La récupération de la narration de notre histoire

C’est à ce niveau que le travail de l’abbé Jean-Pierre Mbelu révèle toute sa pertinence. Originaire de la République démocratique du Congo, où il a été ordonné prêtre en 1988, l’abbé Mbelu officie à Nivelles, en Belgique. Philosophe de formation, il est surtout un analyste politique prolifique, avisé et sollicité. Depuis 2006, M. Mbelu publie, en moyenne, un article par semaine sur les enjeux politiques, économiques et sociétaux du Congo-Kinshasa, avec comme trame de fond, l’idée selon laquelle informer est une manière d’agir sur notre environnement et sur le monde. Depuis 2006 également, dans le cadre d’une émission vidéo initiée et présentée par l’activiste politique Etienne Ngandu, de Congo One, M. Mbelu analyse, une fois par semaine, l’actualité congolaise ainsi que les enjeux auxquels les congolais sont confrontés au quotidien. Le 6 avril 2016, lors de l’émission célébrant les 10 ans de cette collaboration médiatique[3], M. Mbelu souligne la nécessité du travail d’analyse et de la récupération de la narration de notre histoire en ces termes :

Les pays qui veulent aller de l’avant doivent pouvoir consacrer une bonne partie de leur temps à l’étude des questions liées à leur histoire, aux événements tragiques qu’ils rencontrent, et à l’étude des questions liées à l’autre. Un pays qui veut aller de l’avant doit pouvoir avoir certains de ses fils et de ses filles qui consacrent beaucoup de temps à l’étude. Et malgré les difficultés qu’ils rencontrent, nous pouvons faire l’éloge des pays dans lesquels nous vivons. Parce qu’ils consacrent énormément de temps et de moyens à l’étude, à la recherche et à l’archivage des résultats de ces études. Ce qui fait que nous soyons colonisables par ces pays, c’est aussi parce qu’ils ont cette capacité à avoir des archives auxquelles ils recourent pour savoir sur quel pied danser ou pouvoir consulter l’héritage de leurs ancêtres dans cette œuvre de l’appropriation des autres contrées du monde.
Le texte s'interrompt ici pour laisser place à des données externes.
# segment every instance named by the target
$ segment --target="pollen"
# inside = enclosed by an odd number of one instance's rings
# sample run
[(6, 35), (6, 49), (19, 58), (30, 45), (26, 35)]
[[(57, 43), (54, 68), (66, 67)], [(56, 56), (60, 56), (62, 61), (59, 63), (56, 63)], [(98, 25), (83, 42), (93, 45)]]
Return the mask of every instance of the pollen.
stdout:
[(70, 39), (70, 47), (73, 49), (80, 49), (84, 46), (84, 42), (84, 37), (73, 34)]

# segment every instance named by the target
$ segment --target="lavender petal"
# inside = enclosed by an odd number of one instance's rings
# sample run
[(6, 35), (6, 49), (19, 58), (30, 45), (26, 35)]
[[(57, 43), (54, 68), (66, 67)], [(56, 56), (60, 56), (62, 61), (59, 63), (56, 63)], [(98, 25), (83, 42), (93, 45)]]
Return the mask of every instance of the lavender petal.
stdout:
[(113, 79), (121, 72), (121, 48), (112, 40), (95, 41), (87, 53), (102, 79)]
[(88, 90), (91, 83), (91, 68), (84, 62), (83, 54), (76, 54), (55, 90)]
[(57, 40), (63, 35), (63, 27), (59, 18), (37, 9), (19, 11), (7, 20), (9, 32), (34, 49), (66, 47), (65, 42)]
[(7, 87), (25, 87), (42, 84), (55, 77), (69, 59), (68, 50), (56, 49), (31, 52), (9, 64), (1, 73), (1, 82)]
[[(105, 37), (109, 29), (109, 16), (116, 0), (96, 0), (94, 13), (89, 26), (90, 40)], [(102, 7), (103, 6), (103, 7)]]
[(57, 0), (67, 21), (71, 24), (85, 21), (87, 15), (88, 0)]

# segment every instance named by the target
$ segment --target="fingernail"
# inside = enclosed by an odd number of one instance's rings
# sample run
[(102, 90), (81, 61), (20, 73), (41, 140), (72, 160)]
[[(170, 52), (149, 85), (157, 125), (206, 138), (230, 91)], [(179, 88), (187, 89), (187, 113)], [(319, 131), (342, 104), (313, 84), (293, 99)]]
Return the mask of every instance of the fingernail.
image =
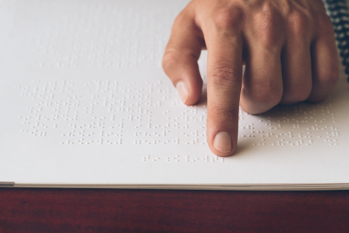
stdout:
[(183, 102), (185, 102), (188, 96), (189, 96), (189, 89), (183, 82), (179, 82), (176, 85), (179, 97), (182, 99)]
[(232, 137), (227, 132), (220, 132), (214, 137), (213, 146), (221, 152), (230, 152), (232, 149)]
Lancé officiellement le 4 janvier 2012, avec l’ambition de réinventer le Congo et les relations entre congolais, à partir de l’information, de la formation et des idées partagées, la plate-forme Ingeta.com s’est immédiatement appuyée sur les apports et réflexions de l’abbé Mbelu. Si, aujourd’hui cette plate-forme inclut, entre autres, des initiatives comme le journal Ingeta, le projet Congo Lobi Lelo, Le réseau Telema.org, l’institut Kimpa Vita et le Campus Congo, le savoir partagé et le sens des actions menées demeurent au cœur de nos préoccupations. C’est en raison de ce souci de la conquête des cœurs et des esprits, que la plate-forme Ingeta.com décrypte, diffuse et relaie, depuis 2012, les interventions vidéo de l’abbé Mbelu avec Etienne Ngandu.
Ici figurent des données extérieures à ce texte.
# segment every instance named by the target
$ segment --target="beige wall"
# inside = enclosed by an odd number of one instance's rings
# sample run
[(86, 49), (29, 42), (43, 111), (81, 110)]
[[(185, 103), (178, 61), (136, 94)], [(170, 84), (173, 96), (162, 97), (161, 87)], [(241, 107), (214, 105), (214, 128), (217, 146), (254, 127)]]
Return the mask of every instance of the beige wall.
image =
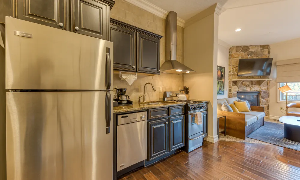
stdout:
[[(117, 0), (111, 12), (111, 17), (120, 21), (152, 32), (164, 36), (160, 39), (160, 65), (165, 61), (166, 47), (165, 20), (148, 12), (122, 0)], [(184, 62), (184, 28), (177, 26), (177, 60)], [(144, 86), (151, 82), (157, 91), (153, 92), (150, 86), (147, 86), (147, 100), (162, 99), (163, 92), (178, 91), (183, 86), (183, 75), (161, 73), (160, 75), (149, 76), (145, 74), (138, 75), (137, 80), (131, 86), (125, 80), (121, 80), (118, 72), (114, 72), (113, 86), (118, 88), (127, 88), (127, 94), (130, 99), (138, 100), (138, 97), (144, 93)], [(162, 92), (159, 92), (162, 87)]]
[[(277, 102), (277, 88), (276, 82), (276, 62), (278, 61), (300, 58), (300, 38), (270, 44), (271, 57), (273, 62), (270, 78), (273, 79), (270, 83), (270, 116), (272, 118), (277, 118), (285, 116), (285, 112), (280, 110), (280, 107), (285, 109), (285, 103)], [(300, 80), (299, 80), (300, 81)], [(299, 108), (289, 109), (290, 111), (300, 112)]]
[[(208, 15), (202, 16), (202, 13), (196, 15), (203, 17), (200, 19), (192, 18), (197, 20), (184, 29), (184, 64), (196, 72), (184, 74), (184, 85), (190, 88), (191, 99), (210, 101), (207, 140), (213, 142), (218, 140), (216, 101), (219, 16), (214, 13), (215, 8)], [(203, 12), (207, 13), (206, 10)]]
[[(0, 23), (0, 31), (5, 43), (4, 25)], [(5, 93), (5, 50), (0, 46), (0, 179), (6, 179)]]
[[(220, 41), (221, 40), (219, 40)], [(224, 44), (224, 43), (222, 43)], [(225, 80), (224, 95), (218, 95), (218, 99), (223, 99), (228, 97), (228, 52), (229, 47), (220, 43), (218, 44), (218, 65), (225, 68)]]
Ce livre, #Ingeta. Dictionnaire citoyen pour une insurrection des consciences, est le fruit de cette collaboration. Nous avons revisité près de 200 interventions, de janvier 2012 à juillet 2016, extrait des termes clés et transformé les contenus en un dictionnaire, avec une triple ambition :

– Exposer l’inversion sémantique dans le langage politique et médiatique

– Donner des clés de lecture et de compréhension de l’actualité congolaise et africaine

– Inciter les lecteurs à réfléchir en termes d’agenda, vision et protocoles

Pour un nouveau départ…

Dans le film The Great Debaters qui relate, dans les années 1930 aux USA, le parcours d’une équipe d’étudiants noirs débatteurs, sous fond de racisme, Denzel Washington, acteur principal et réalisateur du film, attire notre attention sur la nécessité de disposer de notre propre dictionnaire. En effet, au moment où il sélectionne son équipe de débatteurs qui va devoir affronter les différentes universités du pays, il leur dit qu’ils doivent créer leur propre dictionnaire. Voilà ce qu’il leur dit exactement : « Rédigez votre propre dictionnaire et considérez qu’il s’agit pour vous d’un nouveau départ[4]. »
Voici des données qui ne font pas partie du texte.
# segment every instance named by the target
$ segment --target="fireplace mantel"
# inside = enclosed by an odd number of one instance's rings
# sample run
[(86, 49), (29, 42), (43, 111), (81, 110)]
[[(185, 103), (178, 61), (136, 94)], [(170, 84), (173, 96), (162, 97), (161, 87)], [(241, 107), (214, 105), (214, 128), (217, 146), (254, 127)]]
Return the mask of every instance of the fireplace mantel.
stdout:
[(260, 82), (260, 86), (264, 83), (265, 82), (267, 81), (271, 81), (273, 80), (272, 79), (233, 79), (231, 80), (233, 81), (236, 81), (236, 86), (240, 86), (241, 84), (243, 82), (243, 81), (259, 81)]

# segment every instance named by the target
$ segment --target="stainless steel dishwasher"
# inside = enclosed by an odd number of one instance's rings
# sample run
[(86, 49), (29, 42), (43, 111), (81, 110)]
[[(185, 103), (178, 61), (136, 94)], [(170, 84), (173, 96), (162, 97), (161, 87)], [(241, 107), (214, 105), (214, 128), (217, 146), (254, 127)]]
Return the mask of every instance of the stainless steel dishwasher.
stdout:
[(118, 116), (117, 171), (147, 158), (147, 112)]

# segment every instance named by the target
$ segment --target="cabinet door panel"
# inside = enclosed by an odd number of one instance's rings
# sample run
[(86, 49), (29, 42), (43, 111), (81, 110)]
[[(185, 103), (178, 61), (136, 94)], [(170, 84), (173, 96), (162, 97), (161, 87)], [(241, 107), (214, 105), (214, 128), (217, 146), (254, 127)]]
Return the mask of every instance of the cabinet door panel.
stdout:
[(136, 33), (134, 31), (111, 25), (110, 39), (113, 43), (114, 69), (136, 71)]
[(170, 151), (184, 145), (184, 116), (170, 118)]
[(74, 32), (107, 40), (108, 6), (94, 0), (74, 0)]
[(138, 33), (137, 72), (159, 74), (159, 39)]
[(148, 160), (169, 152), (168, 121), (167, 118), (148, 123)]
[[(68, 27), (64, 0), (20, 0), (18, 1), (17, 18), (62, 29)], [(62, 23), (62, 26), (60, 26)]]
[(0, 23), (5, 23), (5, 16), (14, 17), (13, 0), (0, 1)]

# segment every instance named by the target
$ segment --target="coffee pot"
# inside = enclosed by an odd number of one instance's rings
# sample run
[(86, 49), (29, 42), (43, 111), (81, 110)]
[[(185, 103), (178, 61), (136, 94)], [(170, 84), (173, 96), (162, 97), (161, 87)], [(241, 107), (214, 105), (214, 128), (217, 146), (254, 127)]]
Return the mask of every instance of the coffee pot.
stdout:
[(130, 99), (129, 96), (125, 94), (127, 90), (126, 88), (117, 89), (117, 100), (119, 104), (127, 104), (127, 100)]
Dans le contexte de la guerre idéologique qui est menée contre les Congolais et les Africains, et la bataille des idées que, nous Congolais et Africains, nous nous devons de remporter, c’est exactement ce que nous avons fait avec ce lexique que nous vous proposons. A travers les termes que nous avons sélectionnés et avons redéfinis, nous nous efforçons de donner des clés pour mieux comprendre le monde dans lequel nous vivons et ce qui nous arrive collectivement d’une part, et de suggérer des pistes de solutions pour aider les peuples congolais et africains à sortir du système destructeur et mortifère dans lequel ils sont plongés, d’autre part.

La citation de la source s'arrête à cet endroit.